In der Klinik habe ich Puffpuff dann aufgesammelt und wir sind in die Stadt um uns dort mit U., einer ehemaligen Mitpatientin von uns, zu treffen. Wir waren im Café, sind durch die Stadt gebummelt. Mit Puffi bin ich dann zurück zur Klinik und wir haben dort noch ein wenig Zeit verbracht, bevor ich meinen Rucksack wieder aus ihrem Zimmer holte, Frau B. von der Pflege noch Tschüss sagte und wir zur Straßenbahn gingen. Beim letzten Drücken und Verabschieden musste ich mit den Tränen kämpfen. Als ich aus der Bahn ausstieg und die Treppen zum ZOB hinunter stieg, kullerten ein paar Tränen. Als ich dann im Bus sitze und wir los fahren,  höre ich auf gegen die Traurigkeit anzukämpfen und lasse die Tränen einfach laufen. Ich verlasse wieder einige Menschen, die mir unglaublich wichtig sind. Und ich vermisse die, die ich nicht sehen konnte. Und F. fehlt mir, weil sie die ganzen 14 Wochen an meiner Seite war und nun so weit weg ist. 
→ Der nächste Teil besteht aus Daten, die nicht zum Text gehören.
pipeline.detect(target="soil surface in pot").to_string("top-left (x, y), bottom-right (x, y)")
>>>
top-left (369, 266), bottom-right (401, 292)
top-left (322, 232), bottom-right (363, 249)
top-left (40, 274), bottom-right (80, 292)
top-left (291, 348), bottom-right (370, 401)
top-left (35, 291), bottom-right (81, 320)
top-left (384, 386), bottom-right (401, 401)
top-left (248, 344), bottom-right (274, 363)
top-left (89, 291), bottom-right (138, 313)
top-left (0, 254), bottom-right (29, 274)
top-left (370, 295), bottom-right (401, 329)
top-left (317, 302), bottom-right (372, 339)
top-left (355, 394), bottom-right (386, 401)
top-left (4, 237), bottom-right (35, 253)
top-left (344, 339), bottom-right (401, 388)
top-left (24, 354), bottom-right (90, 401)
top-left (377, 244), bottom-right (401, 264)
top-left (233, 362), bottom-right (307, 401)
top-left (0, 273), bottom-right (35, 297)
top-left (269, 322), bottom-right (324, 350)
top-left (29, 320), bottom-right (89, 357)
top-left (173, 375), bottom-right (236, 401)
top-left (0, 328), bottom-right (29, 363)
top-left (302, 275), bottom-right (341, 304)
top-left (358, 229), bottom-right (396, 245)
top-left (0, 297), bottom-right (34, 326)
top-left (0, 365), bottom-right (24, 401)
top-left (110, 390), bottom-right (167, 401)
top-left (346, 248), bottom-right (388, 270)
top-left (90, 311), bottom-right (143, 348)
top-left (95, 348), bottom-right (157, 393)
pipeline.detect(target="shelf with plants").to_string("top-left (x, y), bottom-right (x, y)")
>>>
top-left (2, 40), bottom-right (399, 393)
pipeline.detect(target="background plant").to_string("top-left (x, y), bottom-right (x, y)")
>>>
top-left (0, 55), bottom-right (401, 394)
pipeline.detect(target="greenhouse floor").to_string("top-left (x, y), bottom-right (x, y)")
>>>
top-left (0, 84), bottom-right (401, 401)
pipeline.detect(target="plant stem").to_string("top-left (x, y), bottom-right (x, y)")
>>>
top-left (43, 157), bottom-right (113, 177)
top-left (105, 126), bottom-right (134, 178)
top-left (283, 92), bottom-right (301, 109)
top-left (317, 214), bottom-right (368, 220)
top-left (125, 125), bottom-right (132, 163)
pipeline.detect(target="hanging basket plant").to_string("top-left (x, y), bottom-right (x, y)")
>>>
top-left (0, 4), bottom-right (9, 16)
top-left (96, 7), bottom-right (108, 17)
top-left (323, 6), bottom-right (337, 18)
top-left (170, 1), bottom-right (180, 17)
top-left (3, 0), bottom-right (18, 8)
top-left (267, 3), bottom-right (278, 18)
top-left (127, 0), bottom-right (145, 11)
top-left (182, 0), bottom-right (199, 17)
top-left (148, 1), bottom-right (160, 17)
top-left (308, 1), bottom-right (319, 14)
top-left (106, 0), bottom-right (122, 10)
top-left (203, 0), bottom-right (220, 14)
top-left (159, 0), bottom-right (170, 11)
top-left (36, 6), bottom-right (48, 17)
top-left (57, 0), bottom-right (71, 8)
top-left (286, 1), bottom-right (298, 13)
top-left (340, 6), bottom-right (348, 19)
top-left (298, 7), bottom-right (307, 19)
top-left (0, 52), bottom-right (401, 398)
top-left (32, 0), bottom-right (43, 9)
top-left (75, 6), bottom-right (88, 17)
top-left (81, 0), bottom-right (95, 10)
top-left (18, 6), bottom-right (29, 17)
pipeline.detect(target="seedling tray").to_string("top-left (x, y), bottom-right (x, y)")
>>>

Es ist okay. Ich darf mich grade scheiße fühlen. Ich weiß, dass es auch wieder anders werden wird und ich lächeln kann, wenn ich an die tollen Menschen denke. Doch gerade kotzt mich die Entfernung einfach an. Außerdem bin ich müde und deswegen eh knatschig, hab keine Lust eventuell noch eine Stunde auf den Zug warten zu müssen, ich vermisse mein Katerkind und die Schweine und ich will Sommer. 

Vor der DBT hätte ich mich jetzt so lange selbst zerpflückt, weil mir diese Gefühle so gar nicht in den Kram passen, bis ich entweder unglaublichen Selbstverletzungsdruck oder extreme Suizidgedanken (oder beides) gehabt hätte. Ich wäre abgestürzt, weil die Tage so schön waren, es aber einfach nicht gut sein darf. 

Und nun fühle ich mich zwar grade ziemlich beschissen, aber ich akzeptiere es einfach und belasse es dabei. Ich zerpflücke mich nicht, reiße mich nicht in kleine Fetzen. Morgen wird es wieder besser sein, nach einer großen Portion Schlaf und dem ersten Abflachen der Traurigkeit und des Vermissens. Nun ist es eben wie es ist. Und ich sehne mich nach meinem Bett und meinen Fellnasen.